Missionary Baptist Claims Regarding
the History of Nine Mile Church
The earlier church records having been destroyed by fire,
statistical information cannot be given for that period prior to
1845. [This seems to indicate that any records which the Missionary
Baptists had prior to 1845 were destroyed by fire.]
Location of Peter Hagler's home:
On Saturday before the third Sunday of June, 1829, at a little log house then standing on the west half, southeast quarter of Sec. 1, T6S R2W., where lived Peter HAGLER and wife, there were gathered together four brethren and four sisters in the Baptist faith. There were: Abner KEITH, and Sarah his wife; Van S. TEAGUE, and Rachel his wife; Peter HAGLER, and Frances his wife; Leonard LIPE, Francis JONES. Two Baptist ministers, Eli SHORT, who lived in Shorts prairie, Randolph county, Illinois; and Silas CHRISLER, who lived near Kaskaskia, Illinois, met with this little company of pioneer Baptists, and the organization was effected by the adoption of these eight members, of a church covenant, articles of faith and rules of order. The name chosen and adopted was "Nine Mile Prairie" Church, that being the name of the post-office, which is now Du Quoin. Peter HAGLER was chosen clerk of the church, and the same year a log house about eighteen or twenty feet square was built a short distance from Haglers cabin, on what was then "Congress land," afterward entered by Leonard LIPE, now owned by Hon. T.T. FOUNTAIN.
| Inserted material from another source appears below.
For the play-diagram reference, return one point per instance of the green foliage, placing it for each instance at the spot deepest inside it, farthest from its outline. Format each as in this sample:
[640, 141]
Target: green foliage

Here they held meetings monthly, to which the people would come from distances of five, ten, and fifteen miles. Peter HAGLER was licensed by the church, soon after its organization, and preached very acceptably to the church and in the surrounding neighborhoods.
After a time, Elder Robert MOORE became the pastor of the church, and served until 1833, when a serious division rent the church, which at this time contained about sixty members, and a number of members who had been received by letter from churches in Tennessee holding the "Predestinarian" doctrine, withdrew under the leadership of John S. HAGGARD, who was then clerk of the church. Prior to the time of this "split," a process of separation had been going on in the Baptist churches of Tennessee and other states. Those holding the extreme Calvinistic (or, rather, hyper-Calvinistic) doctrine, which leads toward fatalism and discourages the employment of human agencies or means in the work of salvation, could not remain in harmony with those, who, under the influence of the strong missionary spirit infused into American Baptists by the conversion to Baptist views of the missionaries, JUDSON and RICE, were impelled to put forth renewed efforts for the spread of the gospel in heathen lands. This leaven had now reached southern Illinois, and in a few years the churches were either divided or carried over to one side or the other, and have since remained as separate denomination.
While it is true that this radical difference in doctrine was the real cause of the division in the Nine Mile Church, a minor question was made the pretext for withdrawal; this was an alleged irregularity in the reception or approval of Amos ANDERSON as a candidate for baptism.
Eleven members of the church, among whom was John S. HAGGARD, Matthew and Thomas JONES, voted against his admission to the church after he had been baptized by the pastor, Eld. MOORE,--and, withdrawing, organized a new body which still continues as the old Baptist Church of Paradise Prairie, and bears the name of "Nine Mile."